Wednesday, September 14, 2011

Republicans Win Wiener's Old House Seat


The GOP has won both House special elections. The NY seat is in a heavily democratic district. The Nevada seat is in a district that leans Republican, but the GOP won it by double-digits. Let the democratic panic begin.
(WaPo)With the outcome of his own reelection effort 14 difficult months away, President Obama suffered a sharp rebuke Tuesday when voters in New York elected a conservative Republican to represent a Democratic district that has not been in GOP hands since the 1920s.

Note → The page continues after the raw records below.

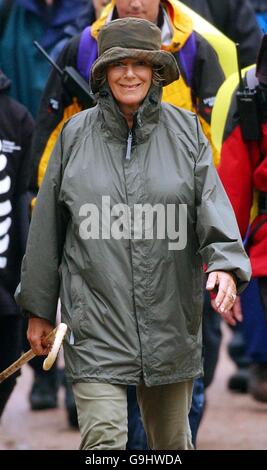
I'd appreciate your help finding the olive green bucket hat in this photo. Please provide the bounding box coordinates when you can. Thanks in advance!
[91,18,180,93]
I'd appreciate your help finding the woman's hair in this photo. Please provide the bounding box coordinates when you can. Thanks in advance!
[95,66,164,89]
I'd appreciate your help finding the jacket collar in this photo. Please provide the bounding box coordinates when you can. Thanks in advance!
[98,85,162,143]
[91,0,193,52]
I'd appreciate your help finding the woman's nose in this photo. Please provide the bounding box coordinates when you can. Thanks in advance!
[125,64,134,77]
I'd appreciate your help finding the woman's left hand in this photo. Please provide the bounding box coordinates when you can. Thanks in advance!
[206,271,242,325]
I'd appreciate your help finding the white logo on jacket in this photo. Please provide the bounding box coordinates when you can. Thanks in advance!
[0,140,14,269]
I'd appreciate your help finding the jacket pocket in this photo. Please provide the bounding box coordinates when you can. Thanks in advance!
[70,274,84,342]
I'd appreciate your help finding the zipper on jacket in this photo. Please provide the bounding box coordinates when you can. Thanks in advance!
[125,129,133,160]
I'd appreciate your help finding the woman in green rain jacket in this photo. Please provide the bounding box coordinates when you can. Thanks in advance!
[19,18,250,449]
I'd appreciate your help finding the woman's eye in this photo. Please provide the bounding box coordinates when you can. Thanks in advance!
[112,62,123,68]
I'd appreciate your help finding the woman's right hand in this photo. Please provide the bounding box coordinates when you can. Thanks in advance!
[27,317,54,356]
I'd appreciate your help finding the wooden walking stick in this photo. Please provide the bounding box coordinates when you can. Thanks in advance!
[0,323,67,383]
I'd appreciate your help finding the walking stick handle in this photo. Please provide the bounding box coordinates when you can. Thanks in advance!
[0,323,67,383]
[43,323,67,370]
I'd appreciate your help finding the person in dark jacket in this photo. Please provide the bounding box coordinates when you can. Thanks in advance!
[0,69,34,416]
[29,0,224,196]
[17,18,250,450]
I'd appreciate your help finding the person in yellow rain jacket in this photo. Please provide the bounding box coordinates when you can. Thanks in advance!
[32,0,230,193]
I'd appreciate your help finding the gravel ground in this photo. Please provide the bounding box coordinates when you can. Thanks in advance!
[0,328,267,450]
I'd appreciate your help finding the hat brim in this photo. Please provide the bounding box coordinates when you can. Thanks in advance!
[91,47,180,93]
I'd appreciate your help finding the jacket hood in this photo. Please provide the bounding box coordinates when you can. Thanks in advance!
[98,84,162,143]
[91,0,193,52]
[0,69,11,93]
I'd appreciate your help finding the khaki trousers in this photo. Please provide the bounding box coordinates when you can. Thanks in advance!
[73,380,193,450]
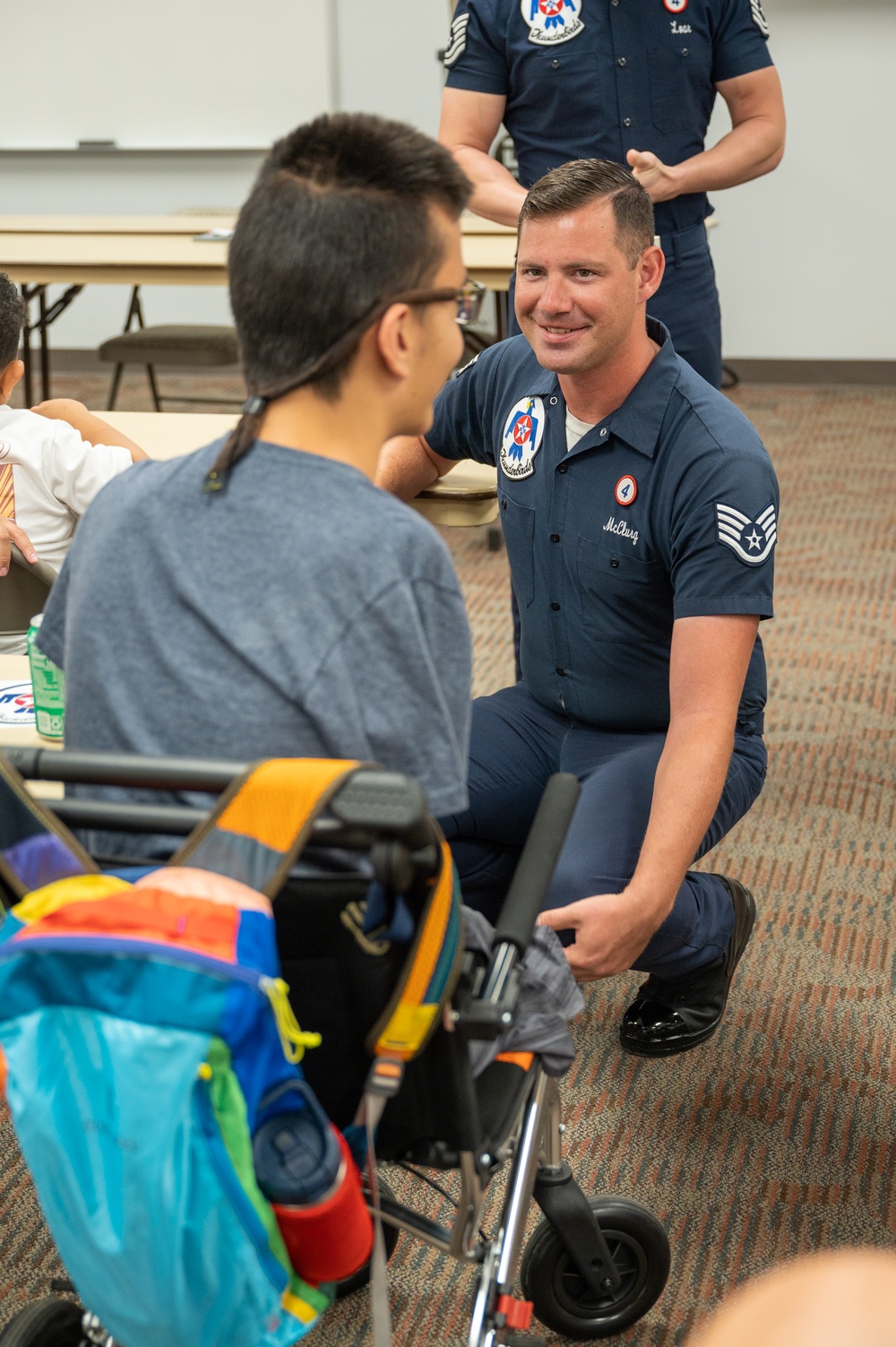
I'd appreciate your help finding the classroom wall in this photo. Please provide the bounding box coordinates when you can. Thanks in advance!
[0,0,896,359]
[707,0,896,359]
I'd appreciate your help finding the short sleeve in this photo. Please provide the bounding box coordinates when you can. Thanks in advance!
[37,557,72,669]
[669,450,779,618]
[444,0,509,94]
[712,0,773,83]
[425,343,501,466]
[302,575,471,815]
[43,420,131,517]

Bob Turner, the winner, cast the election as a referendum on Obama’s stewardship of the economy and, in the state’s Ninth Congressional District, which has a large population of Orthodox Jewish voters, the president’s position on Israel.

With 75 percent of the precincts reporting at press time, Turner had a commanding lead, with 53 percent of the vote, compared with 47 percent for Weprin.

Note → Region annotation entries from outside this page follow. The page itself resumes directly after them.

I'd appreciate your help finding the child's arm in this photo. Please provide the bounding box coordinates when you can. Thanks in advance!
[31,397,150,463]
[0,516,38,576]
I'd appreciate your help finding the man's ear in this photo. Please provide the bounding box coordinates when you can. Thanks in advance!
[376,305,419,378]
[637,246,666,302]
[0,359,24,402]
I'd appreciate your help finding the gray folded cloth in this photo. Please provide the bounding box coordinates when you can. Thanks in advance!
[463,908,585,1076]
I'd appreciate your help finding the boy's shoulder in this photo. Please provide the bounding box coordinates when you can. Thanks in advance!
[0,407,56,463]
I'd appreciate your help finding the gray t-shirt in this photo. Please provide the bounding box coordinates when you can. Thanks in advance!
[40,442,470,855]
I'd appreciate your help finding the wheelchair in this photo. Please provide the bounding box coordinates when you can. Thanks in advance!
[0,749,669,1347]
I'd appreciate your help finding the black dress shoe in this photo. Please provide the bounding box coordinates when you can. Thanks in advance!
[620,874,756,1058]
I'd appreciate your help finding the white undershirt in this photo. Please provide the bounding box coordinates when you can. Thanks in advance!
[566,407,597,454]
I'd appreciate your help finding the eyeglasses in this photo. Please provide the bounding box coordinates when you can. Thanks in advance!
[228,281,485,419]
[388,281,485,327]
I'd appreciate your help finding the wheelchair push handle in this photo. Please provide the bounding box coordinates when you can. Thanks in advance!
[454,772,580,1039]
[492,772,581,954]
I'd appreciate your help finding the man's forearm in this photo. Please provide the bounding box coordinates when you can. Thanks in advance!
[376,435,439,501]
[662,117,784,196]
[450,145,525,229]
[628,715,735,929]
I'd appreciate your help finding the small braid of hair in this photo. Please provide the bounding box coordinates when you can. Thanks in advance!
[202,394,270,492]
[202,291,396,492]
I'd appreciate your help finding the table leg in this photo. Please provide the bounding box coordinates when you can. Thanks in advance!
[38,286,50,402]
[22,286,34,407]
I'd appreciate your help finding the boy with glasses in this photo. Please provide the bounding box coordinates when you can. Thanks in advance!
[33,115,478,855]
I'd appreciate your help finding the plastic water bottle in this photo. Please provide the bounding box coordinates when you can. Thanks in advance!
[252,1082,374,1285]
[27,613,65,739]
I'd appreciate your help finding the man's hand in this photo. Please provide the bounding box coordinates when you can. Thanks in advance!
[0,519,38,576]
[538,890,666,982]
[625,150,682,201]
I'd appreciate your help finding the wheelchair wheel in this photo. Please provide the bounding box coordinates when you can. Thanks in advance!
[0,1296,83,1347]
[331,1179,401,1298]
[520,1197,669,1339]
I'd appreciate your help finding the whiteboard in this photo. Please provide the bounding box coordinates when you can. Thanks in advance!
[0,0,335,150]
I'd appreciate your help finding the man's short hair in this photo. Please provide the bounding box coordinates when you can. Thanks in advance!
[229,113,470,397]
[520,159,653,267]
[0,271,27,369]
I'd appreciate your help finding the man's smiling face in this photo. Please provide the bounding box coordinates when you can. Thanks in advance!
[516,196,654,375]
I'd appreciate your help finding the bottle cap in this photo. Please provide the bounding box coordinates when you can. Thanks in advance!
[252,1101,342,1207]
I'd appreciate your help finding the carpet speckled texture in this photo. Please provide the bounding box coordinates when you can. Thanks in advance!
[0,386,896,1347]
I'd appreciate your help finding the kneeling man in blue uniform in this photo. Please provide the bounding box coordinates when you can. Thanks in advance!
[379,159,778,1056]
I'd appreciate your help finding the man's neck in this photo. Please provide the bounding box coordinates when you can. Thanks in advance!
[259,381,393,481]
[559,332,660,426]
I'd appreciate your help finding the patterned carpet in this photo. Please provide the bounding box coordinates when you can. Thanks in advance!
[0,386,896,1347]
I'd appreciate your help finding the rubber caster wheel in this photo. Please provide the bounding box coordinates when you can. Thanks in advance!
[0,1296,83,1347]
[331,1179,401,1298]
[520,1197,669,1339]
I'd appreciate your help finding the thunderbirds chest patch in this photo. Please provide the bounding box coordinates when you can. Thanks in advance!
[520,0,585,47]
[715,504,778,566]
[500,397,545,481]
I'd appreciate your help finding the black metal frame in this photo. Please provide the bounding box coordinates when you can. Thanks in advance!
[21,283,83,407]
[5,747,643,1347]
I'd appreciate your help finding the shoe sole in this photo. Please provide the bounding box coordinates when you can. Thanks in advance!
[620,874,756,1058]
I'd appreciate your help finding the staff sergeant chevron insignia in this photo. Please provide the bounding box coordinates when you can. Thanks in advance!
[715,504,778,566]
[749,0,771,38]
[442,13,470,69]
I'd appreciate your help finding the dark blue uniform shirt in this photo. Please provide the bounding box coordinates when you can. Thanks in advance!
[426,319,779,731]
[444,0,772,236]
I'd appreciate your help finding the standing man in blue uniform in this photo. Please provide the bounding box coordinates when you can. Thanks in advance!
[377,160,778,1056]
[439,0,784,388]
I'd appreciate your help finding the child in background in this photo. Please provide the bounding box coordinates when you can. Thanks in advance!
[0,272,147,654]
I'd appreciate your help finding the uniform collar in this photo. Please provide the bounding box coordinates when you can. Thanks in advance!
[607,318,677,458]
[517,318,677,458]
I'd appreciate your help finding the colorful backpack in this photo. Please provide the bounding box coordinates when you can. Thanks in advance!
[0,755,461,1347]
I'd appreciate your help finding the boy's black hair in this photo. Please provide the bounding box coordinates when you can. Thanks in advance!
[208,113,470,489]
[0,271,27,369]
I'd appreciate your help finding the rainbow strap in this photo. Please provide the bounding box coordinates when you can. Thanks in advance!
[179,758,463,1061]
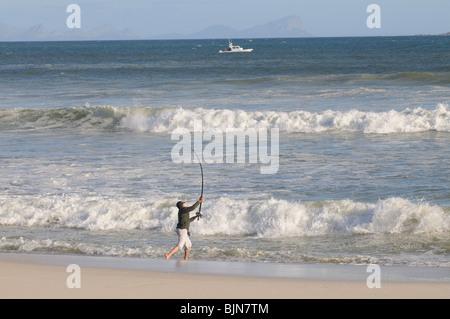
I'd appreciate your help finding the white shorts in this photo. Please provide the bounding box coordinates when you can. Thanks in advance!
[176,228,192,251]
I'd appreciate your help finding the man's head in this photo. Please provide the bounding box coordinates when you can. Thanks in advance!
[177,201,184,209]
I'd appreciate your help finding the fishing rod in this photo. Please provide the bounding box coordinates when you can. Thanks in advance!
[189,146,204,220]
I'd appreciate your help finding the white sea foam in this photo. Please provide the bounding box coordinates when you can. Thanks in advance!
[0,103,450,134]
[0,195,450,238]
[120,104,450,134]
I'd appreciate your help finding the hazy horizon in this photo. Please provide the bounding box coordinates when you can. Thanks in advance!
[0,0,450,38]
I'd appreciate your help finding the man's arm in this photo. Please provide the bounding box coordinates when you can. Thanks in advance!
[184,201,200,213]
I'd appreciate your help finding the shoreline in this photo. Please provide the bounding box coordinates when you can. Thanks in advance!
[0,253,450,299]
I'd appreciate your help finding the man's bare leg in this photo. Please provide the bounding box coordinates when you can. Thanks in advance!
[165,246,180,259]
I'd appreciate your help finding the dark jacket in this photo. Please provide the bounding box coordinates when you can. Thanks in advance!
[177,201,200,230]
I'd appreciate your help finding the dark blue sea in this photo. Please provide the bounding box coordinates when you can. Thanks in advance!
[0,37,450,267]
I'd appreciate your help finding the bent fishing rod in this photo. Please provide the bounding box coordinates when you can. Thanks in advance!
[189,146,204,220]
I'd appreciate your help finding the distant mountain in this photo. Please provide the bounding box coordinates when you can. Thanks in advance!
[0,24,138,41]
[152,16,312,39]
[0,16,311,41]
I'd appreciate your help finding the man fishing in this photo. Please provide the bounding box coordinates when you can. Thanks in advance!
[165,196,203,260]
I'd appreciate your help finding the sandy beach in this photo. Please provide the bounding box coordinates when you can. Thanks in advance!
[0,254,450,299]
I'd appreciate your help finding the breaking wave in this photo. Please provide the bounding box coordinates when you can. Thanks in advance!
[0,195,450,238]
[0,104,450,134]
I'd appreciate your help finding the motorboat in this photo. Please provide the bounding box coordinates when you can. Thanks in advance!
[219,41,253,53]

Turner, 70, a retired cable TV executive who has never served in elective office, defeated Democratic State Assemblyman David Weprin, 55, who has two decades of experience in public service, to fill the seat left vacant when Anthony Weiner (D) resigned in disgrace in June after more than 12 years in the House.

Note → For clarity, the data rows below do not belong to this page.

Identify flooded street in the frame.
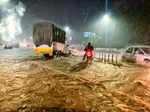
[0,49,150,112]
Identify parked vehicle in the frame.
[33,22,67,57]
[122,45,150,64]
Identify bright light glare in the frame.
[0,0,9,6]
[65,26,70,32]
[103,15,109,22]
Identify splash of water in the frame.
[0,0,25,41]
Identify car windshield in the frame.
[142,48,150,54]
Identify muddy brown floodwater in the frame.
[0,49,150,112]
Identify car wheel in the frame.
[144,59,150,66]
[44,54,53,59]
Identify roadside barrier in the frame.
[95,52,121,66]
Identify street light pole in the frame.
[104,0,108,47]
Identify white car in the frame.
[122,45,150,64]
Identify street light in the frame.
[103,14,110,23]
[65,26,72,42]
[102,14,110,47]
[65,26,70,33]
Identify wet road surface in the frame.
[0,49,150,112]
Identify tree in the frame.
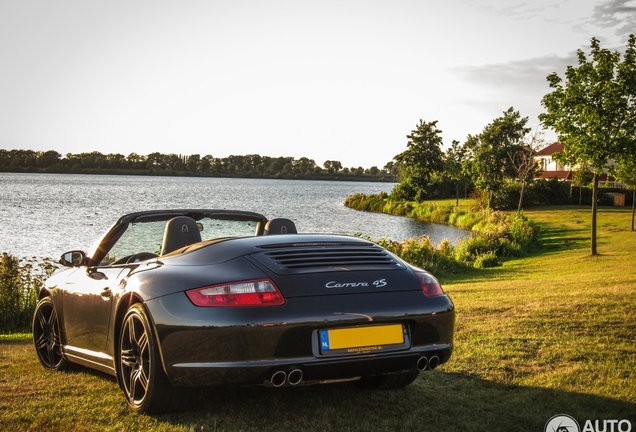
[613,158,636,231]
[572,163,594,205]
[444,140,467,207]
[464,107,530,208]
[322,160,342,174]
[393,119,444,201]
[539,35,636,255]
[508,130,545,213]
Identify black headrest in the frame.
[264,218,298,235]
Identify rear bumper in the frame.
[169,344,453,386]
[146,291,455,386]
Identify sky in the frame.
[0,0,636,168]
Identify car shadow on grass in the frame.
[157,371,636,432]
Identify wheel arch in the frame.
[113,292,167,387]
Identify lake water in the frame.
[0,173,468,258]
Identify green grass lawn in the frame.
[0,207,636,432]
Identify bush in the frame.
[0,253,55,333]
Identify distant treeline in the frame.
[0,149,397,182]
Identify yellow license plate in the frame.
[320,324,404,351]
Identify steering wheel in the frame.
[126,252,158,264]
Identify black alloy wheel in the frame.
[118,303,192,414]
[32,297,68,370]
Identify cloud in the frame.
[590,0,636,36]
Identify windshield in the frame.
[100,217,258,265]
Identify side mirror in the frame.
[60,251,87,267]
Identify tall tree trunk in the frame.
[517,180,526,213]
[632,189,636,231]
[590,173,598,255]
[455,182,459,207]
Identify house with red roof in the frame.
[534,142,572,180]
[534,142,616,186]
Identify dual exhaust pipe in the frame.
[268,355,439,387]
[417,356,439,372]
[269,369,303,387]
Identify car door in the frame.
[61,266,128,364]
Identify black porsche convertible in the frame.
[33,209,455,413]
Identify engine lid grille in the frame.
[252,243,405,274]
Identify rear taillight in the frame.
[415,272,444,297]
[186,279,285,307]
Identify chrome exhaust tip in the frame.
[287,369,303,385]
[417,357,428,372]
[428,356,439,370]
[269,371,287,387]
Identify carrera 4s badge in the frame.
[325,279,387,288]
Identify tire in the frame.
[32,297,68,371]
[117,303,198,414]
[356,368,420,390]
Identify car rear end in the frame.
[142,235,454,386]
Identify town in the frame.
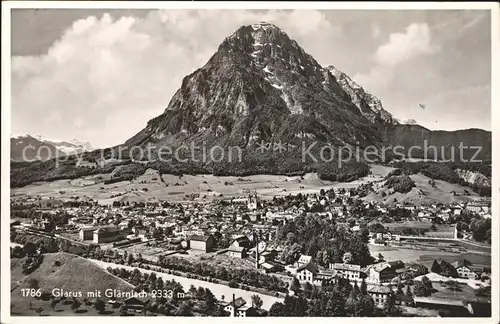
[11,177,491,317]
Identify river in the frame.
[88,259,283,310]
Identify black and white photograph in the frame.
[2,1,500,323]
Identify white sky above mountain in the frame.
[11,9,491,147]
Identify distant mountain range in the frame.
[125,23,491,167]
[10,134,93,161]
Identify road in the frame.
[88,259,283,310]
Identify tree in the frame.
[377,253,385,262]
[342,252,352,263]
[71,298,82,313]
[406,285,413,298]
[441,260,458,278]
[252,295,264,309]
[50,298,60,311]
[269,302,287,317]
[289,277,300,293]
[127,253,134,265]
[94,298,106,314]
[422,276,433,291]
[175,301,193,316]
[431,260,443,274]
[11,246,26,259]
[23,242,36,255]
[396,280,404,295]
[28,278,40,289]
[360,278,368,295]
[204,288,217,315]
[354,295,375,317]
[413,281,430,297]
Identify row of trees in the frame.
[276,214,373,266]
[107,267,228,316]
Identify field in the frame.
[369,244,491,268]
[383,221,455,238]
[363,174,478,205]
[11,165,393,204]
[92,260,282,309]
[11,252,134,316]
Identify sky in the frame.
[11,9,491,148]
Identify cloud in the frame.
[372,24,381,39]
[375,24,439,66]
[354,23,440,93]
[12,10,341,146]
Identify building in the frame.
[452,259,479,279]
[189,235,215,252]
[93,227,125,243]
[227,244,247,259]
[80,227,96,241]
[413,296,474,317]
[329,263,364,280]
[76,159,97,169]
[366,260,404,284]
[122,297,146,314]
[367,285,393,308]
[467,202,489,213]
[224,295,250,317]
[297,254,312,268]
[247,193,261,210]
[295,262,319,284]
[232,235,252,249]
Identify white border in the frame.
[0,1,500,323]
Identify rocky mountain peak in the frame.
[325,65,397,125]
[127,22,390,151]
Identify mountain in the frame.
[326,65,398,125]
[383,124,492,162]
[10,135,64,162]
[125,23,392,155]
[11,22,491,190]
[45,139,93,154]
[10,135,92,162]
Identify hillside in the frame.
[10,135,65,161]
[383,124,492,162]
[363,173,479,205]
[11,23,491,187]
[10,135,92,162]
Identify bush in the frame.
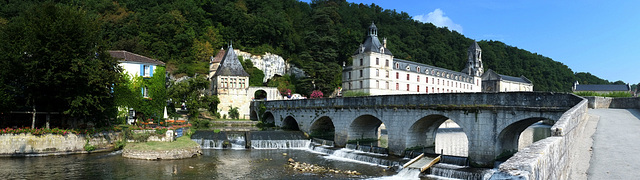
[84,142,96,152]
[342,91,370,97]
[229,106,240,119]
[131,132,151,142]
[114,140,127,150]
[191,119,211,129]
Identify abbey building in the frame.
[342,23,484,95]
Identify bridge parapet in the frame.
[265,92,582,111]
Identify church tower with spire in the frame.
[462,41,484,77]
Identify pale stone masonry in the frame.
[342,23,484,95]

The defeat came as Republicans trounced Democrats in another special House election Tuesday, in northern Nevada, where Republican Mark Amodei led Democrat Kate Marshall, 56 percent to 39 percent almost from the start.
When Scott Brown took the Kennedy Senate seat in Massachusetts, Democrats went into denial and refused to move towards the center. They paid dearly in 2010 and lost the House. Will they repeat that mistake again?